It’s a Mystery: “Rule to live by: no body, no death”
The Sixth Idea
By P.J. Tracy
When the Music’s Over
By Peter Robinson
The Monkeewrench gang is back and that is cause for celebration. The Sixth Idea is the seventh addition to this entertaining, award-winning series by P.J. Tracy (the pseudonym of a mother-daughter writing team). In 2003, the debut novel Monkeewrench introduced a group of highly eccentric computer wizards. Not the least of their fascination is that their origins and real identities are hidden under layers of world class subterfuge. This motley crew uses their software company’s considerable resources to help the cops solve the unsolvable.
In the current installment, Minneapolis homicide detectives Leo Magozzi and Gino Rolseth, the savvy cops who are a mainstay of the series, once again turn to the Monkeewrench experts—Grace McBride, Annie Belinsky, Roadrunner and Harley Davidson—to unravel a baffling murder case:
Annie could manipulate any situation with Southern charm and cunning, and Roadrunner was so technically brilliant he stunned any audience into silence when he spoke about his craft, even if he was wearing a Lycra biking suit…. In the end, Roadrunner always delivered the goods that only he could conjure.
Grace and Harley, on the other hand, were so intimidating in their own distinct ways, they could chase demons out of a room just by being there, and some people found Grace’s refusal to enter any space unarmed off-putting. Silly, but true.
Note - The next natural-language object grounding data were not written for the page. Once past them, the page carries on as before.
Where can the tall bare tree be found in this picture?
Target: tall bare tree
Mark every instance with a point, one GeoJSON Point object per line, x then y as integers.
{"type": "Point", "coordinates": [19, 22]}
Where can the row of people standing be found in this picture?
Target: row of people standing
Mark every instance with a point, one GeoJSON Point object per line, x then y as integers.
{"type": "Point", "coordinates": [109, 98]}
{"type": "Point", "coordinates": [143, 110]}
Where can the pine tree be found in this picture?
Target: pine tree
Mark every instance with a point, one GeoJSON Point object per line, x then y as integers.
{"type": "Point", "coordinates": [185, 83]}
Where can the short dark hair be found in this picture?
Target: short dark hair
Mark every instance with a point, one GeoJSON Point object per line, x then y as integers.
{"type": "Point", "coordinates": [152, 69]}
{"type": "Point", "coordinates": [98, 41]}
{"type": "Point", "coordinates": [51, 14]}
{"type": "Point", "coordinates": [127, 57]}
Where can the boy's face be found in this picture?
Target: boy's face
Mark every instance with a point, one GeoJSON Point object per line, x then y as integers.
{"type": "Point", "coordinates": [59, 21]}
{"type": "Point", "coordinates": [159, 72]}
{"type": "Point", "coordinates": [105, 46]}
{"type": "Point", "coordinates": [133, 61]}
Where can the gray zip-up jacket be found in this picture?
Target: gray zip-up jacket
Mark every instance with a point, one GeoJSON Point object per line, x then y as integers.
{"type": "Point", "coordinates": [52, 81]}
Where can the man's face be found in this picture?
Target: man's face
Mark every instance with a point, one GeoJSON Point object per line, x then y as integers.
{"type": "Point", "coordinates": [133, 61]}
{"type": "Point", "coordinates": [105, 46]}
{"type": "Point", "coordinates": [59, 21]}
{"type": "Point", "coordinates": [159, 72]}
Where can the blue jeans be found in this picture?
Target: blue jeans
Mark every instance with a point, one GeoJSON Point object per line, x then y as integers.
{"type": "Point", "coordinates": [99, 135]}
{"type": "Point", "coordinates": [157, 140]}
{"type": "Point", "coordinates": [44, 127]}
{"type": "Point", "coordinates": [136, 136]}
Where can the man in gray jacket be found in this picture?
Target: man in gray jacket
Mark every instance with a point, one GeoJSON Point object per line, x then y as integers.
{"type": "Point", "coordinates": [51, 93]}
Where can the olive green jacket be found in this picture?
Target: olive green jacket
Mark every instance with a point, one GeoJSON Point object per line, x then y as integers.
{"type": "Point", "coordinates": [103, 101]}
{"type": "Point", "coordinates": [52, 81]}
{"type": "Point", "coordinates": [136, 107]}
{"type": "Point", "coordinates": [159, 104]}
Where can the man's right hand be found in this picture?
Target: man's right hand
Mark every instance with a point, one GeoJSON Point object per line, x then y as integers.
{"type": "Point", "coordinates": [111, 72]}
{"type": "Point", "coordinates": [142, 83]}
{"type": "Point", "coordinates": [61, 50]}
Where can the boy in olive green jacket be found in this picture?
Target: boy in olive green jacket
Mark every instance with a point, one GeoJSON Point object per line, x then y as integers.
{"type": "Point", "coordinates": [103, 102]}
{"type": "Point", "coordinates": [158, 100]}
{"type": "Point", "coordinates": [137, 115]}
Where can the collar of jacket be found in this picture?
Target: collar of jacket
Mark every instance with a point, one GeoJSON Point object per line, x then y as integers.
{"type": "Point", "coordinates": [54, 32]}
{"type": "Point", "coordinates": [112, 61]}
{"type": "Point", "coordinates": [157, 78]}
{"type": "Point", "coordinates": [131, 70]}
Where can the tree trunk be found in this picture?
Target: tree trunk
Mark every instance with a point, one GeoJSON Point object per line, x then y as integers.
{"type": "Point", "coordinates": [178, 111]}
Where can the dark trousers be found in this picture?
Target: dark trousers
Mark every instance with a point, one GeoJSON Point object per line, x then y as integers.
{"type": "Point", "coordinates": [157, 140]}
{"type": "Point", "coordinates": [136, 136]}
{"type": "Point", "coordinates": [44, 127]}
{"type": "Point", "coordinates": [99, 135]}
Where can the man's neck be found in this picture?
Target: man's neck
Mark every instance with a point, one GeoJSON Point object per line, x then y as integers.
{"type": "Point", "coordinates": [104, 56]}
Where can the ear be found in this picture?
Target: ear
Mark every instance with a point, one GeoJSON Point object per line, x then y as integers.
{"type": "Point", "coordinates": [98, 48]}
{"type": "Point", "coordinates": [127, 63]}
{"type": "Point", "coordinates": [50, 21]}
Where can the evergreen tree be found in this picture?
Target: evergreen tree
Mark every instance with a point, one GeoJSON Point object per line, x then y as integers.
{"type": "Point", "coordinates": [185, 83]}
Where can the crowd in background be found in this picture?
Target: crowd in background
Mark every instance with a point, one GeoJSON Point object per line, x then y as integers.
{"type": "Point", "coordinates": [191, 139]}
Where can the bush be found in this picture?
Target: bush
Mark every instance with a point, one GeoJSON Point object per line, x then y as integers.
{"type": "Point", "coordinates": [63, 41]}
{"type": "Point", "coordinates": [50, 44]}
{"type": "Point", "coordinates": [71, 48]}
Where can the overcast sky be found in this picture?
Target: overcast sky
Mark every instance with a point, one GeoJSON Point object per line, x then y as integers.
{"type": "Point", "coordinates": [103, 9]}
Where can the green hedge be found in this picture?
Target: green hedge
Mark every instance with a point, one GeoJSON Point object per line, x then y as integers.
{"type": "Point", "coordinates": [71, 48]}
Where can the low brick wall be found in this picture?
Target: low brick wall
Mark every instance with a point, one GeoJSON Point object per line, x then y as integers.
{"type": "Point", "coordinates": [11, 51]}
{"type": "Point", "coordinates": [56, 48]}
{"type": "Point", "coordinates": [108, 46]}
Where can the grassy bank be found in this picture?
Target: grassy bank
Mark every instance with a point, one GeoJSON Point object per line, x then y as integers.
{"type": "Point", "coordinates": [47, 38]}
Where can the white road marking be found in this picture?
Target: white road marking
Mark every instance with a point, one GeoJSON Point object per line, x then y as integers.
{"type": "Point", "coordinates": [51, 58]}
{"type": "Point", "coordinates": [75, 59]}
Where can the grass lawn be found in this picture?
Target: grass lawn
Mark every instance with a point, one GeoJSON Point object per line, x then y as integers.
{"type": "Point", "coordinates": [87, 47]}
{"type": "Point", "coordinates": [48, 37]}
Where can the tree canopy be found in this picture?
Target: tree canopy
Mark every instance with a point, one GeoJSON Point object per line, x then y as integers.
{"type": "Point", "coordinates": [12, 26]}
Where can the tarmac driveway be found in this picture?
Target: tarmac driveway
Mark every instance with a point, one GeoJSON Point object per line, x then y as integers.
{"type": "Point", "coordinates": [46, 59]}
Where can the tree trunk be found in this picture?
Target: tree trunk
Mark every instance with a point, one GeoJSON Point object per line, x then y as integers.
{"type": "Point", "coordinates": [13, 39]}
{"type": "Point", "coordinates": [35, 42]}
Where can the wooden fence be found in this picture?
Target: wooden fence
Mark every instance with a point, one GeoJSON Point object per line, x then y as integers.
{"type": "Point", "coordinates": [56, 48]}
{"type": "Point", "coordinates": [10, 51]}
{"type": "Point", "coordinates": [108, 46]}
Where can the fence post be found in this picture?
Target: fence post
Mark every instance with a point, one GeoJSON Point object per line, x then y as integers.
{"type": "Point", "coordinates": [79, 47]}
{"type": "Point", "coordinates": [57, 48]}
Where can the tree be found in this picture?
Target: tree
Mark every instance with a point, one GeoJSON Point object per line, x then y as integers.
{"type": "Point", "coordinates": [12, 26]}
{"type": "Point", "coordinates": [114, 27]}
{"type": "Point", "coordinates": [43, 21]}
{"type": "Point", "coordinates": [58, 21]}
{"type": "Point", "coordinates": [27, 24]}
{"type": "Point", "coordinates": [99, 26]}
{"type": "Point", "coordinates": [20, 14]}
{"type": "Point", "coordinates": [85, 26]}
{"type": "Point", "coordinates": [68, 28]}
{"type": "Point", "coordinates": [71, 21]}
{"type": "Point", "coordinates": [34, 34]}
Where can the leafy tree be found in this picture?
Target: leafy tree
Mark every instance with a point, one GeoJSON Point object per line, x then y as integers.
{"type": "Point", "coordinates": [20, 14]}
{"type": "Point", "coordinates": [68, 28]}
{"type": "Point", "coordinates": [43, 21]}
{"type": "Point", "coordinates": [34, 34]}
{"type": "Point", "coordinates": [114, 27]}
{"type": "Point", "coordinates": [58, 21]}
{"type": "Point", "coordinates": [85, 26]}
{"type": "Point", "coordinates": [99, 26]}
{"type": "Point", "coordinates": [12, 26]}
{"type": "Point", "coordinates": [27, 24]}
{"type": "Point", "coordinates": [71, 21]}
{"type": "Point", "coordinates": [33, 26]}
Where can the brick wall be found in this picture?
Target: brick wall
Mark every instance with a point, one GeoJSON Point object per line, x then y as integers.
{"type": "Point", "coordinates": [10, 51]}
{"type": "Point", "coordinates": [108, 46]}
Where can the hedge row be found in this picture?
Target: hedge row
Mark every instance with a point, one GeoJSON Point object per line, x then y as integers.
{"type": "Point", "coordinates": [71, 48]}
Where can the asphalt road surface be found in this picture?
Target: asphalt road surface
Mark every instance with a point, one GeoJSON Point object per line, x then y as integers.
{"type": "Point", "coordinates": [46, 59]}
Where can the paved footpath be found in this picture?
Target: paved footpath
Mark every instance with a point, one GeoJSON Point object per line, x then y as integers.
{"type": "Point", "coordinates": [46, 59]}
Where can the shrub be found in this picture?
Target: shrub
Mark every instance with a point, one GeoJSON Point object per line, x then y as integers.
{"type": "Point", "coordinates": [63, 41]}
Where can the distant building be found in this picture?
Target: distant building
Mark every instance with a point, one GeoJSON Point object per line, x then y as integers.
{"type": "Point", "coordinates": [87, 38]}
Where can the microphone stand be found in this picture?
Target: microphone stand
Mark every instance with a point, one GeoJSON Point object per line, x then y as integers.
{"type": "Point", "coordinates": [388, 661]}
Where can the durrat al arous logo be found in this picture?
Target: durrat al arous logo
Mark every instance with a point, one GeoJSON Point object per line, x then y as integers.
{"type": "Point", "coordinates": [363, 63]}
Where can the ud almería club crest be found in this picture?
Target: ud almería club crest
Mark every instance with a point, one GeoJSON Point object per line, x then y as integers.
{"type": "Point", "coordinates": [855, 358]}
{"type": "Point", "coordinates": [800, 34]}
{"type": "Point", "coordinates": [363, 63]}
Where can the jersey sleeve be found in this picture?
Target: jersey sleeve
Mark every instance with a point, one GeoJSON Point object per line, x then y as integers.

The two victims are Chuck Spencer and Wally Luntz and the connection between the two is that they’re descendants of the men who worked on a top-secret science project in 1957. The detectives learn this from Lydia Ascher, a successful artist who lives in the area. She was supposed to have lunch with Spencer. She and Spencer were seated together on a plane the day before. And in one of those truth-is-stranger-than-fiction moments, she learned that his father and her grandfather were part of the original team of physicists working on that project.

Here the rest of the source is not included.